The whole of the Shore Street property subsequently passed to Catherine Byrne in 1906. In 1911 the house and garden on just over 3 roods (33,000 sq ft; 3,000 m2) (allotments 9 & 10 and subdivision 2 of allotment 8 (now BUP103110)) were transferred to the Bernays family, who occupied it until Mrs Bernays' death in 1949. An anonymous chronicler of Cleveland history whose memoirs are kept at the Redlands Library, wrote of how Mrs Bernays had every reason to be proud of her home and its beautiful garden, most of which had been planted by its previous owners. "She always used to tell me that she would never allow the Norfolk Island Pines to be cut down as they were such a guide to boatmen as they came to Black's Jetty at night. She had often been thanked by the men after a wet night as the trees stood out against the background of the Brisbane light glare." Black's Jetty extended into Moreton Bay from behind Cassim's Cleveland Hotel, to the south of Mrs Bernay's property.
These landmark Norfolk Island Pines and their associated trees must be viewed in the context of the efforts by Francis Bigge, Balfour and others, during the 1840s and 1850s, to establish Cleveland as the leading port and export outlet for Darling Downs and Brisbane Valley produce. Already by 1906 the pines had grown to a landmark height, towering over the surrounding vegetation. It is not surprising that throughout the 20th century local mariners used the distinctive pair of trees as navigational guides.
Description
The Norfolk Island Pine trees are located at 127 Shore Street North, along the road leading to Cleveland Point, nearly halfway between the former Cleveland Hotel and Paxton Street, on the eastern side of the road. The trees
The maturity of the Norfolk Island Pine trees suggests that they were planted in the 19th century, and photographic and documentary evidence suggests that they are likely to date to the middle of the century, probably planted as a part of the 1860s garden surrounding Francis Bigge's cottage on Shore Street North – the site now occupied by Norfolk Pines home units.
Heritage listing
Norfolk Island Pine Trees was listed on the Queensland Heritage Register on 21 November 2003 having satisfied the following criteria.
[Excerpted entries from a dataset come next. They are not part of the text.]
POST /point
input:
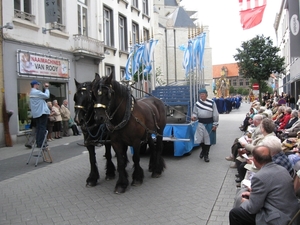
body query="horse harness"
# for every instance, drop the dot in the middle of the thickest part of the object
(87, 120)
(128, 112)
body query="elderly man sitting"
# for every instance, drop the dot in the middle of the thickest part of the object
(271, 199)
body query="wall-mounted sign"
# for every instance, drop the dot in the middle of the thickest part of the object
(31, 63)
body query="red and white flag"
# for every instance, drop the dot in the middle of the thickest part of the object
(251, 12)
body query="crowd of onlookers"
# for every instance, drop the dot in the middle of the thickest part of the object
(267, 160)
(58, 124)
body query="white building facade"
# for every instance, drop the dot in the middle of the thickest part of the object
(74, 39)
(86, 37)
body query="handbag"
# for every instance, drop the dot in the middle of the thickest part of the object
(52, 119)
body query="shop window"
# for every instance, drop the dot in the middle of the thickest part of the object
(57, 91)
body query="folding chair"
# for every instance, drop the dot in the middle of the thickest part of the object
(43, 152)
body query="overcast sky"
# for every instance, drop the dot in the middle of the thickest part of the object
(226, 32)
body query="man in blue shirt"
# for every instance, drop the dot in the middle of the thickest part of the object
(39, 110)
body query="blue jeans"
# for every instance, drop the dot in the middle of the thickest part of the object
(41, 126)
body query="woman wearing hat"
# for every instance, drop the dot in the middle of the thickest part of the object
(205, 111)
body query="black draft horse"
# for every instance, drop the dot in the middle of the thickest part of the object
(131, 122)
(84, 117)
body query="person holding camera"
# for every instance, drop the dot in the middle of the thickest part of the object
(39, 110)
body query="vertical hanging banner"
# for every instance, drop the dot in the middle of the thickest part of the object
(251, 12)
(293, 8)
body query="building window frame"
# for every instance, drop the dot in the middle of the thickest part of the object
(135, 33)
(82, 17)
(108, 34)
(123, 46)
(145, 7)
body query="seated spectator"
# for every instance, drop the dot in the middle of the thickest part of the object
(248, 119)
(267, 128)
(290, 143)
(285, 119)
(271, 200)
(278, 115)
(278, 157)
(236, 145)
(292, 131)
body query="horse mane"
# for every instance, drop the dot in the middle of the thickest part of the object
(119, 88)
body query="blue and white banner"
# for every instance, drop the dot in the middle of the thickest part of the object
(140, 55)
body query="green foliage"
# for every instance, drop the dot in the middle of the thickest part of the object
(245, 92)
(257, 59)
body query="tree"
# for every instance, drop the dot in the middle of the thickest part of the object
(258, 59)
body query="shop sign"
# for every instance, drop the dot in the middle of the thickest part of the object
(31, 63)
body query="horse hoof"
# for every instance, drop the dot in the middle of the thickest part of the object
(91, 184)
(119, 190)
(155, 175)
(136, 183)
(109, 177)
The place is important in demonstrating the evolution or pattern of Queensland's history.
The Norfolk pine trees are important because of their association with the evolution or pattern of Queensland's history, in particular the attempts of Brisbane Valley and Darling Downs squatters to establish Cleveland as a port and colonial capital to rival Brisbane.
The place is important because of its aesthetic significance.
The Norfolk Island pine trees have a special significance for the seagoing community of Moreton Bay, as their prominent position has provided a navigational landmark for Moreton Bay sailors throughout the 20th century.
The place has a special association with the life or work of a particular person, group or organisation of importance in Queensland's history.
The trees have a strong association with squatter Francis Edward Bigge, who was prominent in the serious, but failed, mid-19th century attempt to establish Cleveland as the principal port of Moreton Bay.